Increasing female presence in senior management teams resulted in higher profit margins and better firm performance, according to a new study from Realindex, Beyond Lip Service: tracking the impact of the gender diversity gap.
The study investigated a cross-section of corporations internationally, including more than 30 countries and over 2500 large size enterprises, and spanning more than a decade, beginning in 2009.
It found in any given year, higher-diversity firms (those approximately in the top one-third of all firms) have about 20 per cent higher margins in the following 12 months than lower-diversity firms (those approximately in the bottom one-third of all firms).
As report co-author Dr Ron Guido told a recent Property Council event, in terms of EBIT margins, diversity in senior management is correlated with approximately 30 per cent higher future profit margins, while the diversity at the board level board has less significant effect.
“Certainly, relative to lower diverse firms, companies that have high diversity, the top third in our sample tend to produce 10 to 20 per cent higher profit margins than their peers that have low diversity,” he said.
“We find that that was consistent across net profit margins, gross profit margins, and across time. It was interesting that we found that it was senior management that had a greater impact in terms of its diversity on the team than in the board.
“We find that for companies that have higher diversity in their boards, they can generate almost a roughly 20 per cent improvement in their return on equity or other profitability metrics that we used in the report. What was even more surprising is that that improvement, or that differential was even greater for senior management.”

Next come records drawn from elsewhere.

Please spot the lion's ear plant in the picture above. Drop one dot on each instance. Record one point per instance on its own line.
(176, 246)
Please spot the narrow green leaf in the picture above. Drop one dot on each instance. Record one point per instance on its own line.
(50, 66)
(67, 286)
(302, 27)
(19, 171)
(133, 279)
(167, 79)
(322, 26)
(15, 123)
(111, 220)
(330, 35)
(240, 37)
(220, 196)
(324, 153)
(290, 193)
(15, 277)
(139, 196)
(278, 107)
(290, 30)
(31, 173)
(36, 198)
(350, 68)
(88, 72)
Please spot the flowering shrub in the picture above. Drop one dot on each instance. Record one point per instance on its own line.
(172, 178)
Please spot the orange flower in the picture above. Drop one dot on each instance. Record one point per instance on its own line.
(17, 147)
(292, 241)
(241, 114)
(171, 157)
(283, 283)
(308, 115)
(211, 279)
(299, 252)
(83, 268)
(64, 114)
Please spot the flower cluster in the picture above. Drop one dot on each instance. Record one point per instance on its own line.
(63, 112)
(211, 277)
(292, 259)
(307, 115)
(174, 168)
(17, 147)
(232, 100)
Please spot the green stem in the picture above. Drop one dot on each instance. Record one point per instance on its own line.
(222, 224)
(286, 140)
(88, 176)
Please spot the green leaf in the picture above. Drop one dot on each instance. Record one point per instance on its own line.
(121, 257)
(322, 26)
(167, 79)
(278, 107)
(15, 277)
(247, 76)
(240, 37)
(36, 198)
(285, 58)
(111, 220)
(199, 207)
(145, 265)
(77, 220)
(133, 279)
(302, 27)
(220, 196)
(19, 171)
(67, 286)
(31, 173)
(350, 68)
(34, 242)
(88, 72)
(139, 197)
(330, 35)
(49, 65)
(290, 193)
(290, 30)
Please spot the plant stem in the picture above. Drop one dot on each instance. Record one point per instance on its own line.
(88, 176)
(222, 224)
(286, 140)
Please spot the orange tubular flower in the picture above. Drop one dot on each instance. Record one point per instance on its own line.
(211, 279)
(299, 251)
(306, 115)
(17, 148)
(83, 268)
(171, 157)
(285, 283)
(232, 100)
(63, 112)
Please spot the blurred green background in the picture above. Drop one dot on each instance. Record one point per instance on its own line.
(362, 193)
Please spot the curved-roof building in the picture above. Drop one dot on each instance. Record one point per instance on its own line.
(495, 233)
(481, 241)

Dr Joanna Nash, co-author of the report, told the crowd that countries like Australia or the UK, which had disclosure requirements around gender diversity but not quotas, got to 30 per cent representation, but took longer to do it, and countries that did nothing, took longer still.
In 2010 Australian listed companies had to disclose the number of women at board, senior management, and company level, while in 2019 the ASX 300 companies were required to have an objective of 30 per cent female representation at the board level.
The report found that since 2010, there has been a steep increase in the number of women on boards. Starting from a low base of around 10 per cent in 2011, it has steadily increased to just below 30 per cent at December 2021.
The number of women in senior management has also been increasing from 12 per cent to around 26 per cent by December 2021, although the increase has tailed off in recent years.
The report found that Australia was leading the pack in gender representation in improving not only board representation, but senior management representation.
CEO of Cromwell Property Jonathon Callaghan said company policies such as parental leave and flexible working arrangements can help in not just hiring more women but retaining them.
“There are attitudinal issues to some extent,” he said. “I feel that a lot of work has been done on the attitudinal side of things.
“I think they’re particularly the property industry discussion around targets and 40/40/20. I think we’ve moved on, and there’s not too much backlash about that.
“I really believe you don’t have diversity without inclusion, it’s all very well to have women sitting around the table, but unless you listen to their voice, you don’t really have it.”